Insured vs. Insured Exclusion
What is an Insured vs. Insured Exclusion?
Insured vs. Insured Exclusion may refer to a specific type of exclusion in a Directors and Officers Liability Insurance policy. This exclusion is used to define the circumstances in which directors and officers of a company are not covered under the policy. Generally, an Insured vs. Insured Exclusion excludes coverage for claims brought against directors and officers by other directors and officers of the same company. This exclusion is often referred to as an intra-insured exclusion.

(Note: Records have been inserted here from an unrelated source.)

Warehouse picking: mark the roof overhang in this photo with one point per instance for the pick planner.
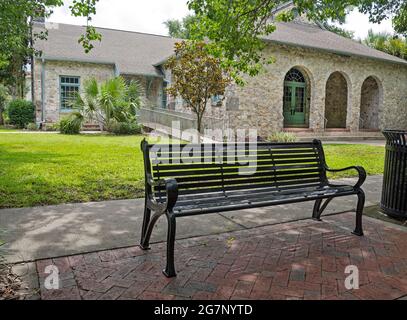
(337, 52)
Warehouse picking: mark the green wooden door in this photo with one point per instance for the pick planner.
(294, 104)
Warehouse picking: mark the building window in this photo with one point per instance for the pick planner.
(164, 95)
(69, 87)
(216, 100)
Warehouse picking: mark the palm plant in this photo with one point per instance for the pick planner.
(113, 100)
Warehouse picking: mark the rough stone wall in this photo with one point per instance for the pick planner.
(336, 101)
(370, 103)
(259, 104)
(55, 69)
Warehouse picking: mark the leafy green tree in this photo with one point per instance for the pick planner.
(235, 28)
(386, 42)
(4, 97)
(196, 76)
(113, 100)
(181, 28)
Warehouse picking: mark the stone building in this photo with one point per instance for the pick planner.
(319, 82)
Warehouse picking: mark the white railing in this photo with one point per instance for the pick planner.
(156, 117)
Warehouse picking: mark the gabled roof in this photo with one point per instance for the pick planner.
(141, 53)
(314, 37)
(130, 52)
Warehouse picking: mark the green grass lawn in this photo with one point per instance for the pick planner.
(2, 129)
(43, 169)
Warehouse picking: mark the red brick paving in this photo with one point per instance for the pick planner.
(300, 260)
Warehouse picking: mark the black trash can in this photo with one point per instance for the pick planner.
(394, 195)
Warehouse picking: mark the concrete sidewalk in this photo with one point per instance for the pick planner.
(53, 231)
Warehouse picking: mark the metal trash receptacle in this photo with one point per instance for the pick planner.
(394, 194)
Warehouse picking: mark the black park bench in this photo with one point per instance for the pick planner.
(188, 180)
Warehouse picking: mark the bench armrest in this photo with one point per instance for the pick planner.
(360, 170)
(171, 188)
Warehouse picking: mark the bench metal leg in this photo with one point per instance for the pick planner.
(169, 270)
(316, 213)
(146, 221)
(359, 213)
(318, 209)
(148, 226)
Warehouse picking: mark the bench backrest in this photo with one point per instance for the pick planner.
(209, 168)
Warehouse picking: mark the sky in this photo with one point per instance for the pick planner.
(148, 16)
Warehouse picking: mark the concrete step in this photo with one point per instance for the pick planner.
(90, 127)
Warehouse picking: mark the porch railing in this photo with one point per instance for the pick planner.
(156, 118)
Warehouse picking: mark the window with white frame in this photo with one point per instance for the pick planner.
(69, 88)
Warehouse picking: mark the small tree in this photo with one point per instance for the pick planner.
(4, 96)
(112, 101)
(196, 77)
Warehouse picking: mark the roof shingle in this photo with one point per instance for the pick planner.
(138, 53)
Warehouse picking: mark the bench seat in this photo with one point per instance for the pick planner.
(188, 180)
(253, 198)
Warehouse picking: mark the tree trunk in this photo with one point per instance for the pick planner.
(199, 127)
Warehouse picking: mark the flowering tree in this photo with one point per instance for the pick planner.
(196, 77)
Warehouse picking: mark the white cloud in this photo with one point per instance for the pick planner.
(133, 15)
(148, 16)
(359, 23)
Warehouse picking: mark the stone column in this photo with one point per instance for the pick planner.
(353, 116)
(317, 107)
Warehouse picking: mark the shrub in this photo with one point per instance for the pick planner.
(282, 137)
(124, 128)
(20, 113)
(71, 124)
(31, 127)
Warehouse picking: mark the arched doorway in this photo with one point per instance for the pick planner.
(336, 101)
(295, 103)
(370, 105)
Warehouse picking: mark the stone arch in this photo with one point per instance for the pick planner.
(370, 103)
(297, 97)
(337, 100)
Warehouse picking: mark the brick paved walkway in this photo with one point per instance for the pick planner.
(301, 260)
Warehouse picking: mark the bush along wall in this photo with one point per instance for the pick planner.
(21, 113)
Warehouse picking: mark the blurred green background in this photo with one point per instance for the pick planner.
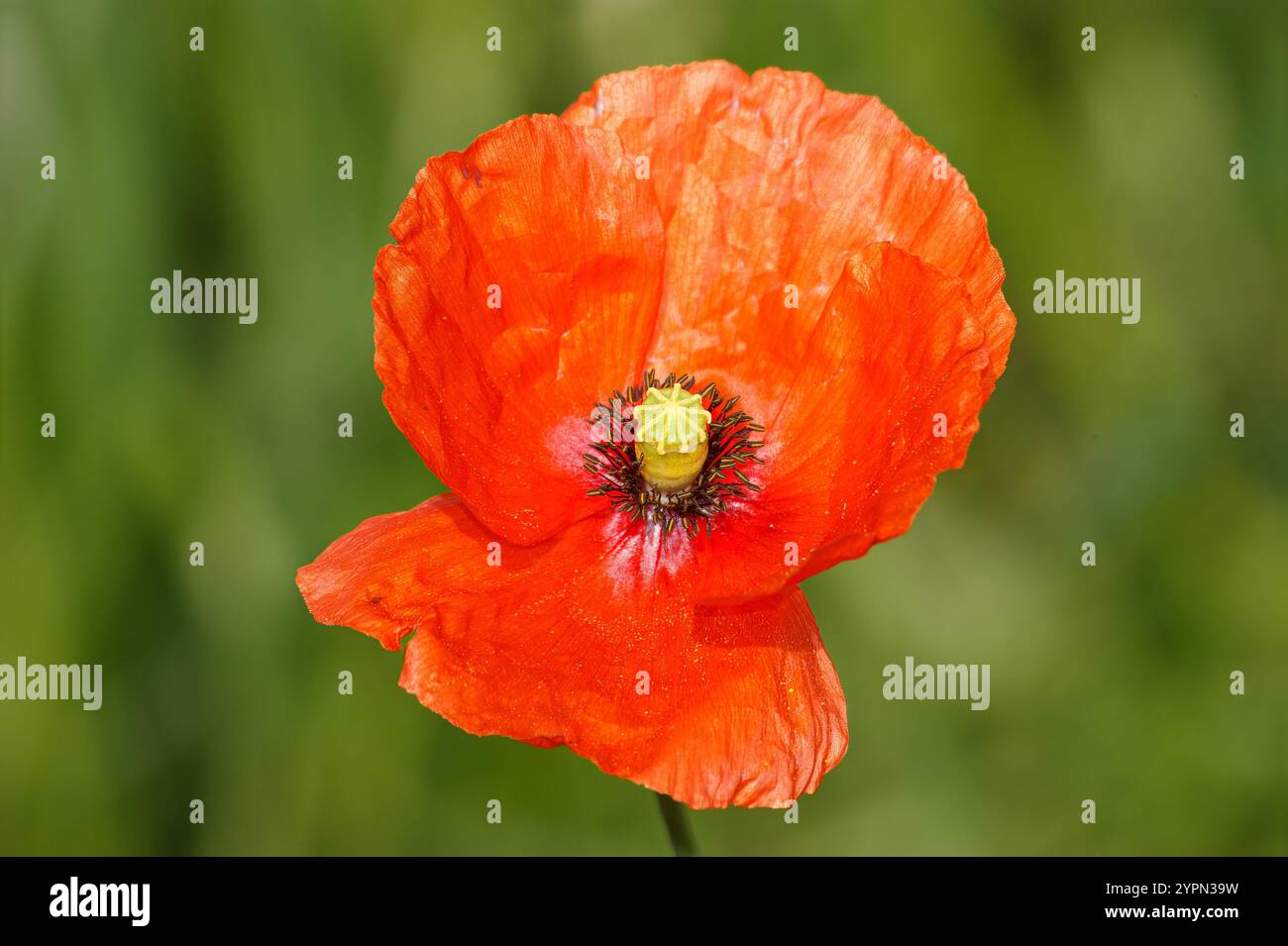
(1108, 683)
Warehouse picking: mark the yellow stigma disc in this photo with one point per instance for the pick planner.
(671, 437)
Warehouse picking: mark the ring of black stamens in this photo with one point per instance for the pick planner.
(729, 448)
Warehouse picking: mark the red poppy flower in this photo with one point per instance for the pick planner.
(805, 295)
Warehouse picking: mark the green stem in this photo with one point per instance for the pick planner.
(678, 826)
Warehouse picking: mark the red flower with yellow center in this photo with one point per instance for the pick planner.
(699, 338)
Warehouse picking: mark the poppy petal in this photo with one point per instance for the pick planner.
(889, 395)
(590, 640)
(522, 291)
(767, 185)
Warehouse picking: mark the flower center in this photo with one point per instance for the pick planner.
(671, 438)
(673, 455)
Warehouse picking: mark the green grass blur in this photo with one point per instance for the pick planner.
(1108, 683)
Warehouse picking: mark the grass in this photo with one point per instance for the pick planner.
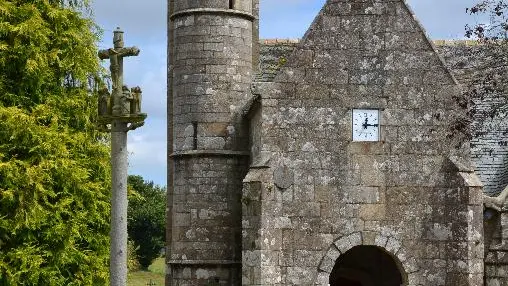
(155, 274)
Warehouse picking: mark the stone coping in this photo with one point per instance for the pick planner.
(208, 153)
(280, 41)
(238, 13)
(203, 262)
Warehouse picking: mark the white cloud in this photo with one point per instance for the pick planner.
(144, 24)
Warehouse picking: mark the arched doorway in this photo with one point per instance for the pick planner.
(365, 265)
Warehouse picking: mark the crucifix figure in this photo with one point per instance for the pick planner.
(116, 116)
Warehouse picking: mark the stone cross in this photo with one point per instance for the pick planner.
(118, 114)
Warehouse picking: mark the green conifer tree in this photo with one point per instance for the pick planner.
(54, 166)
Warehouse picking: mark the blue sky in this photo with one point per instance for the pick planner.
(144, 23)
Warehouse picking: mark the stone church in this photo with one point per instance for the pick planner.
(338, 159)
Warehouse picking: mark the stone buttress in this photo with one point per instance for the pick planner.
(210, 63)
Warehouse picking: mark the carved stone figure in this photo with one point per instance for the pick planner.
(104, 107)
(136, 100)
(125, 101)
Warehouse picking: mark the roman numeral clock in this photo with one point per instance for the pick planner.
(365, 125)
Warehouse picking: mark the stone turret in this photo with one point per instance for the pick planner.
(211, 59)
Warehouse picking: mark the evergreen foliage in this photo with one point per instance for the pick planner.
(146, 219)
(54, 166)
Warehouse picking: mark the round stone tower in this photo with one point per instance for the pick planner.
(210, 65)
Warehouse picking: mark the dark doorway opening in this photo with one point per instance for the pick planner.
(366, 265)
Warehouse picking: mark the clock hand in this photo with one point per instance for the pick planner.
(365, 124)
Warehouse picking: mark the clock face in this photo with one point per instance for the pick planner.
(365, 125)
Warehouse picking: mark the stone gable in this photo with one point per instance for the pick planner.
(318, 186)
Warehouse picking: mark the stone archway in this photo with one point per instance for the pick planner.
(376, 244)
(365, 265)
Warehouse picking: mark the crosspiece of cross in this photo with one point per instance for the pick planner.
(115, 56)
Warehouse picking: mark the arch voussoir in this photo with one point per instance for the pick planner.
(388, 243)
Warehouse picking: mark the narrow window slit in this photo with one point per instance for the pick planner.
(195, 135)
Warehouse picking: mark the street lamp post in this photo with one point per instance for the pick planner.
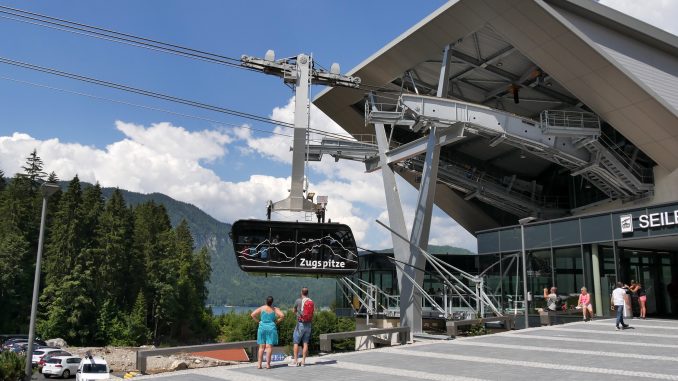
(47, 189)
(523, 222)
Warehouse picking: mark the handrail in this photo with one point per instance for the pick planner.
(326, 338)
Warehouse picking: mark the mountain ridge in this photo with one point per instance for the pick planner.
(229, 285)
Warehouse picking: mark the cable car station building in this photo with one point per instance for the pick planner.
(565, 111)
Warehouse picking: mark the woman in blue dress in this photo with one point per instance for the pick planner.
(267, 335)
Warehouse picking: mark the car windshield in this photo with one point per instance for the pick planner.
(94, 368)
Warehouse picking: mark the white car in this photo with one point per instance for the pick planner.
(92, 368)
(38, 353)
(61, 366)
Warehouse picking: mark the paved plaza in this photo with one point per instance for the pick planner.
(575, 351)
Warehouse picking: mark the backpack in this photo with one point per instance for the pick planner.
(307, 308)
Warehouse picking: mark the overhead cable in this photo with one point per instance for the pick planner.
(129, 39)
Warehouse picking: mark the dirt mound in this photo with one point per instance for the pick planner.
(123, 359)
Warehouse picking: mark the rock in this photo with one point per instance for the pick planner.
(58, 342)
(178, 365)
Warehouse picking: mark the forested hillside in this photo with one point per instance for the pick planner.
(120, 265)
(228, 284)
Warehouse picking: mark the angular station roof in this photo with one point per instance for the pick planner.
(555, 54)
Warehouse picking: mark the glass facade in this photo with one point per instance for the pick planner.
(593, 251)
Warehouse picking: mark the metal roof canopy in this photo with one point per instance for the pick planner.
(559, 54)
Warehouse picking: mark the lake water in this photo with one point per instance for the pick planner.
(222, 310)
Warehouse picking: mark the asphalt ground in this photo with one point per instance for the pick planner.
(575, 351)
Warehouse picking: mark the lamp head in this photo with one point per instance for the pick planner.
(48, 189)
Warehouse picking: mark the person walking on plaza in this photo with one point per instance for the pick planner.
(585, 304)
(617, 300)
(303, 308)
(553, 301)
(642, 300)
(267, 335)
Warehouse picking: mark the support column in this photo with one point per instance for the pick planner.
(401, 250)
(421, 226)
(445, 69)
(595, 268)
(296, 201)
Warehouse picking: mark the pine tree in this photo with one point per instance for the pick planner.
(20, 211)
(33, 170)
(66, 235)
(113, 244)
(53, 178)
(3, 182)
(138, 333)
(13, 281)
(152, 244)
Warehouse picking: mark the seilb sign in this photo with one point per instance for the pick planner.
(648, 221)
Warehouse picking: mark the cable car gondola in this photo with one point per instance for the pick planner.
(295, 248)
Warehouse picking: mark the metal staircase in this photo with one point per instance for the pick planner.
(571, 139)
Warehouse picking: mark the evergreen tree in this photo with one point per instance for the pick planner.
(113, 250)
(137, 332)
(67, 301)
(53, 178)
(33, 170)
(151, 263)
(13, 281)
(19, 224)
(66, 235)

Insured vs. Insured Exclusion in More Detail
The purpose of the Insured vs. Insured Exclusion is to protect the insurance company from claims that may arise from directors and officers of the same company suing each other. It provides a clear definition of who is not covered by the policy and prevents directors and officers from using the policy to their own advantage. It also ensures that the insurance company is not liable for claims that arise from internal disputes between directors and officers of the same company.
The Insured vs. Insured Exclusion is an important part of any D&O policy because it helps to protect both the insured and the insurance company from certain types of claims. It helps to limit the insurance company’s liability and protects the insured from the potential financial burden of defending themselves against an internal dispute. It is important to understand the details of this exclusion before purchasing a Directors and Officers Liability Insurance policy.